AI-enriched (optional — see the API key note below; null when the AI pass didn't run):

  • industry / subIndustry — a normalized, common-industry label
  • summary — a neutral 1–2 sentence "what they do"
  • products — concrete product/service names (≤10)
  • tags — short topical keywords (≤8)

Always present:

  • confidence — a transparent 0–1 score for how complete the (website-winnable) profile is
  • aiEnrichedtrue only when the AI pass ran and returned fields
  • status / error"ok" for an enriched domain, or "failed" with a short reason ("HTTP 404", "timeout", …) when a domain couldn't be reached. One row is emitted per input domain, so a batch never silently under-delivers.

What this actor does NOT do (honest expectations)

It enriches strictly from a company's own website, so it deliberately does not return proprietary fields a website can't source: verified employee count, revenue, funding rounds, or per-person/personal emails. Those need paid B2B databases — guessing them would be hallucination.
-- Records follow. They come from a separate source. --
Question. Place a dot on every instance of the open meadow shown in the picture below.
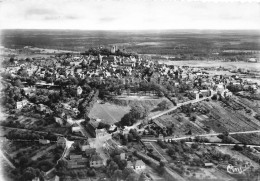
(108, 113)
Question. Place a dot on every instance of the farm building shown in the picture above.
(61, 141)
(43, 141)
(96, 161)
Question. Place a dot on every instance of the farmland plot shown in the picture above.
(108, 113)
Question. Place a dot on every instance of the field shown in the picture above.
(108, 113)
(233, 65)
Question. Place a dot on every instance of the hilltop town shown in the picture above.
(109, 114)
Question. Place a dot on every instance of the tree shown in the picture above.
(29, 174)
(91, 172)
(193, 118)
(117, 175)
(18, 83)
(142, 177)
(132, 177)
(126, 172)
(163, 105)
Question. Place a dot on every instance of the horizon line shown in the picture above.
(178, 29)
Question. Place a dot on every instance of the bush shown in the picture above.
(154, 157)
(162, 144)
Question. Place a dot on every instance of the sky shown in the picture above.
(129, 14)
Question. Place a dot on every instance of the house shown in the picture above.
(76, 129)
(130, 165)
(74, 156)
(44, 141)
(90, 151)
(76, 111)
(36, 179)
(61, 141)
(57, 178)
(101, 133)
(79, 90)
(123, 156)
(96, 161)
(58, 120)
(208, 165)
(84, 145)
(139, 165)
(77, 162)
(144, 177)
(21, 104)
(109, 145)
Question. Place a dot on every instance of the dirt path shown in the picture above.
(41, 153)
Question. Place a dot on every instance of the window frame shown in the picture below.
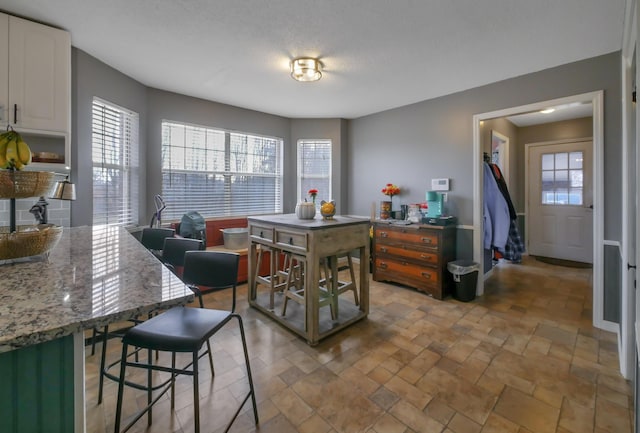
(220, 171)
(125, 130)
(302, 193)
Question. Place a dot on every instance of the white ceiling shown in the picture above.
(378, 54)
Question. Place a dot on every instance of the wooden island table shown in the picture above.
(311, 241)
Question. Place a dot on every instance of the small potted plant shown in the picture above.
(386, 206)
(306, 210)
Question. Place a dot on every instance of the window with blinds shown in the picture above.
(219, 173)
(115, 164)
(314, 169)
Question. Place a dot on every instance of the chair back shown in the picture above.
(153, 238)
(212, 269)
(175, 248)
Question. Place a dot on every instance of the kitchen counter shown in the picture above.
(94, 276)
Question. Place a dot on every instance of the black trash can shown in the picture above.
(465, 275)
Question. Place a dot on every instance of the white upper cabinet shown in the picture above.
(35, 80)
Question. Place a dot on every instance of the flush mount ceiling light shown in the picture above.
(306, 69)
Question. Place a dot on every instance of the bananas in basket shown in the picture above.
(14, 151)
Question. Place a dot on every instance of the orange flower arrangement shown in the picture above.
(391, 190)
(313, 193)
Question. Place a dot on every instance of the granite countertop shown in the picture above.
(94, 276)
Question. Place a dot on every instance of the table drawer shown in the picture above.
(291, 239)
(407, 269)
(419, 237)
(423, 257)
(263, 233)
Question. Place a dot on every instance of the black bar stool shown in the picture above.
(184, 329)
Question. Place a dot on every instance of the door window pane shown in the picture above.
(562, 161)
(559, 185)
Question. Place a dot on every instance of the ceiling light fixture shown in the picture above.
(306, 69)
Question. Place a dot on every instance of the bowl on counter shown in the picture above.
(28, 240)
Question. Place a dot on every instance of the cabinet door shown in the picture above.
(39, 76)
(4, 69)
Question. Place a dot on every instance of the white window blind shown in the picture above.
(115, 164)
(314, 169)
(219, 173)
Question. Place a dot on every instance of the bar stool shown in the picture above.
(184, 330)
(173, 252)
(295, 290)
(332, 270)
(276, 278)
(153, 239)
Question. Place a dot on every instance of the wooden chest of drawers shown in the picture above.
(415, 255)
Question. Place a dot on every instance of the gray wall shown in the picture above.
(90, 78)
(411, 145)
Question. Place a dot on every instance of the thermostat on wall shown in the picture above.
(440, 184)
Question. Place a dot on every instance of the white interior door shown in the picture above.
(560, 217)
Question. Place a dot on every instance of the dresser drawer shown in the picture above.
(406, 269)
(423, 257)
(418, 237)
(261, 233)
(294, 239)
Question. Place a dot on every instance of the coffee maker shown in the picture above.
(435, 202)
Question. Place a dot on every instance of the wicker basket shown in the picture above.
(24, 184)
(28, 240)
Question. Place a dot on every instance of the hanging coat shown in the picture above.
(496, 213)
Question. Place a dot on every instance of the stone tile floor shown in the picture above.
(523, 358)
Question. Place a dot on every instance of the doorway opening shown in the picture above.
(596, 101)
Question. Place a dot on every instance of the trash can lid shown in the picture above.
(462, 267)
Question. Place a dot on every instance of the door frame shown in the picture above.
(527, 149)
(628, 314)
(597, 100)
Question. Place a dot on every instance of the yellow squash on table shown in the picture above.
(14, 151)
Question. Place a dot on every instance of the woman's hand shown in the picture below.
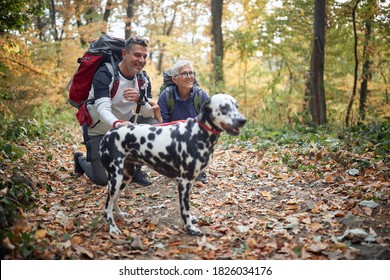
(156, 109)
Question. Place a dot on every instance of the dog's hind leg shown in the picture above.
(184, 200)
(112, 203)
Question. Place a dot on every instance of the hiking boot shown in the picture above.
(202, 178)
(77, 166)
(140, 178)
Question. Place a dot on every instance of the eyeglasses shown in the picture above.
(187, 74)
(137, 40)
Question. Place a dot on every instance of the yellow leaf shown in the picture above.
(41, 233)
(329, 179)
(251, 242)
(266, 195)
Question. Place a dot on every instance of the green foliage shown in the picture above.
(15, 14)
(372, 138)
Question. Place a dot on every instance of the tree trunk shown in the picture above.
(129, 19)
(317, 102)
(349, 109)
(366, 72)
(216, 14)
(106, 14)
(53, 19)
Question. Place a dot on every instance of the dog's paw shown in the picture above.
(194, 219)
(194, 231)
(115, 230)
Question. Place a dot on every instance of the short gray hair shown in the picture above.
(178, 65)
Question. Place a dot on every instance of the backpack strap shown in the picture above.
(170, 99)
(197, 99)
(113, 69)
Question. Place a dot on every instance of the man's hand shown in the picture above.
(131, 94)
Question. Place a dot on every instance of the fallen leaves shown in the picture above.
(255, 206)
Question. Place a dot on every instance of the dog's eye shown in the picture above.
(225, 110)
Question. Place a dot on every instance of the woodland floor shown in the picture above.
(253, 207)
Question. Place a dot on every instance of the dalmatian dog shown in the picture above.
(181, 150)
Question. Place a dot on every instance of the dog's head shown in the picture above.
(221, 112)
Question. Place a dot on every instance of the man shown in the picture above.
(183, 92)
(108, 113)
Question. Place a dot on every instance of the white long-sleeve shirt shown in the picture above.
(106, 110)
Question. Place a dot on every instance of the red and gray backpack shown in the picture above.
(105, 50)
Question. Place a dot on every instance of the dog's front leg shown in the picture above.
(112, 204)
(184, 200)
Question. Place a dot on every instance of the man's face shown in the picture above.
(135, 59)
(185, 79)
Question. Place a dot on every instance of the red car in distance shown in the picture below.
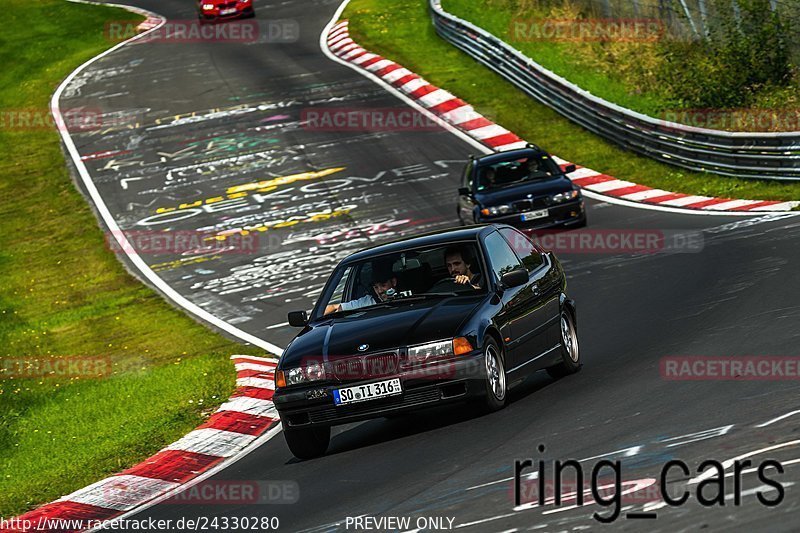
(218, 10)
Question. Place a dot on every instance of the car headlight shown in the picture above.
(423, 353)
(495, 210)
(565, 196)
(312, 371)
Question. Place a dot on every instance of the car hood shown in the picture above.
(506, 195)
(382, 328)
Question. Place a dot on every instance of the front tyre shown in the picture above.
(570, 352)
(308, 443)
(495, 376)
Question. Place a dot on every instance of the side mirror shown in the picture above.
(298, 319)
(515, 278)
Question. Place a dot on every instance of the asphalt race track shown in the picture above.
(208, 136)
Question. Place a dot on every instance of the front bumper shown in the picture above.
(566, 214)
(449, 381)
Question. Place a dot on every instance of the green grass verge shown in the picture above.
(629, 73)
(63, 293)
(402, 31)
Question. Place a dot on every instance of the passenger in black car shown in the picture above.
(384, 282)
(459, 265)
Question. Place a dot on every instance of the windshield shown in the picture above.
(403, 277)
(513, 172)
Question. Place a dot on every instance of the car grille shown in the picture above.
(357, 368)
(529, 205)
(407, 399)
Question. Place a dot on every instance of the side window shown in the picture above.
(466, 178)
(524, 248)
(338, 292)
(501, 256)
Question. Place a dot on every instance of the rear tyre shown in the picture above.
(570, 352)
(495, 376)
(308, 443)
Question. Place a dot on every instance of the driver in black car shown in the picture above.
(459, 265)
(383, 285)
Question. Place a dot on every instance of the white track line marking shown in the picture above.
(210, 441)
(686, 200)
(122, 492)
(413, 85)
(253, 366)
(395, 75)
(260, 383)
(487, 132)
(269, 360)
(609, 185)
(436, 97)
(250, 406)
(733, 204)
(644, 195)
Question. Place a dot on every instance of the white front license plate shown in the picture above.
(368, 391)
(532, 215)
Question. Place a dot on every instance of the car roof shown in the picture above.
(509, 155)
(426, 239)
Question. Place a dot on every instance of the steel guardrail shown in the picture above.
(758, 155)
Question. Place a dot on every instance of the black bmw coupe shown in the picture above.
(524, 188)
(454, 315)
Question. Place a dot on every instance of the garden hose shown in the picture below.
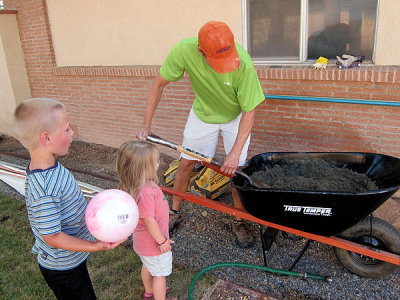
(243, 265)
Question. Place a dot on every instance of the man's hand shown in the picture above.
(230, 163)
(142, 134)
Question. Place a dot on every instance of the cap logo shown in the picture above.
(223, 49)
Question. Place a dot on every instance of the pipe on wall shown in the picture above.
(334, 100)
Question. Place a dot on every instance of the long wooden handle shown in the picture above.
(195, 154)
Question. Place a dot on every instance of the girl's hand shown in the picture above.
(166, 246)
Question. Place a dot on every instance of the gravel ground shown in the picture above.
(205, 238)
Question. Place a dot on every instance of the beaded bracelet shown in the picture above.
(159, 245)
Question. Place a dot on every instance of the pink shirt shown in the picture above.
(151, 203)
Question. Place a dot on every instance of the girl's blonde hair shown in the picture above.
(34, 116)
(136, 165)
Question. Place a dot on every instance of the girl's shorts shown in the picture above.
(203, 137)
(160, 265)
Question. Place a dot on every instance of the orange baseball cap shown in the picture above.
(217, 42)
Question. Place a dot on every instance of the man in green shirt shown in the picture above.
(227, 92)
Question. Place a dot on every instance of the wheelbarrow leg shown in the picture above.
(300, 255)
(267, 239)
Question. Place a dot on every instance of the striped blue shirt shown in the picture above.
(55, 203)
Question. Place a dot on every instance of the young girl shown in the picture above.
(137, 164)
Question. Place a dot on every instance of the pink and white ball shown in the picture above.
(112, 215)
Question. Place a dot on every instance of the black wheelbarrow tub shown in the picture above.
(319, 212)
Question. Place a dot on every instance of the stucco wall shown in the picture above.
(388, 35)
(14, 85)
(120, 32)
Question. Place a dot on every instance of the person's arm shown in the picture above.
(67, 242)
(153, 228)
(153, 99)
(231, 161)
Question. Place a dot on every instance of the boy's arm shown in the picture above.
(154, 229)
(67, 242)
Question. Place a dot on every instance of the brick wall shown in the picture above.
(106, 104)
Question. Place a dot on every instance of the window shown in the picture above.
(301, 30)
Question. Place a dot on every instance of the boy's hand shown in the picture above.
(166, 246)
(109, 246)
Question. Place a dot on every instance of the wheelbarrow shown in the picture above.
(365, 245)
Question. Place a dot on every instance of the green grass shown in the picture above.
(115, 274)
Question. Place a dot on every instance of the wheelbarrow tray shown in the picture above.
(323, 213)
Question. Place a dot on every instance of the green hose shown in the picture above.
(272, 270)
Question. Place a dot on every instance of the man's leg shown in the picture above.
(229, 133)
(181, 183)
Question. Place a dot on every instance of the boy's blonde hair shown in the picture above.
(136, 165)
(34, 116)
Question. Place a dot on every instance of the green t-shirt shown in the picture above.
(219, 97)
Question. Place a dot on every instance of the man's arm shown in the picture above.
(232, 159)
(153, 99)
(67, 242)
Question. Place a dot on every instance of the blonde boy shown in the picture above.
(55, 204)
This actor nails the website-winnable fields densely instead.

The optional AI key

The AI fields (industry, subIndustry, products, tags, summary) are produced by a small, cheap LLM via any OpenAI-compatible Chat Completions API. Set an AI_API_KEY secret to turn them on — by default it calls OpenRouter (https://openrouter.ai/api/v1) with model google/gemini-2.5-flash-lite. Point it anywhere by also setting AI_BASE_URL and AI_MODEL (e.g. OpenAI https://api.openai.com/v1 + gpt-4.1-nano, or DeepSeek https://api.deepseek.com + deepseek-chat). Without a key the actor still runs and returns the full deterministic record — the AI fields simply stay null and aiEnriched is false. The AI pass also degrades gracefully on any error or timeout, never failing a run.

Input

Runs zero-config. Optional fields:

  • domains — one or more company domains to enrich (bare host or full URL). Empty = a demo run.
  • maxItems — cap on companies per run.
  • maxCostPerRunUsd — hard cost cap, default $5; the run stops before exceeding it.

Output

One canonical CompanyProfile record per domain (keyed by domain, so re-running updates the same company). On repeat runs only profiles that changed are re-emitted — a company-profile monitor. See .actor/dataset_schema.json.

Use as an MCP tool

Apify's MCP server exposes this actor to agents (Claude, Cursor) automatically. The agent intent it matches: "enrich this company / give me structured data for [domain]".

Pricing

Pay-per-event: a small start fee plus a per-enrichment charge, with a hard per-run cost cap on by default so you are never surprised by the bill. Actively maintained — fixes within 24h.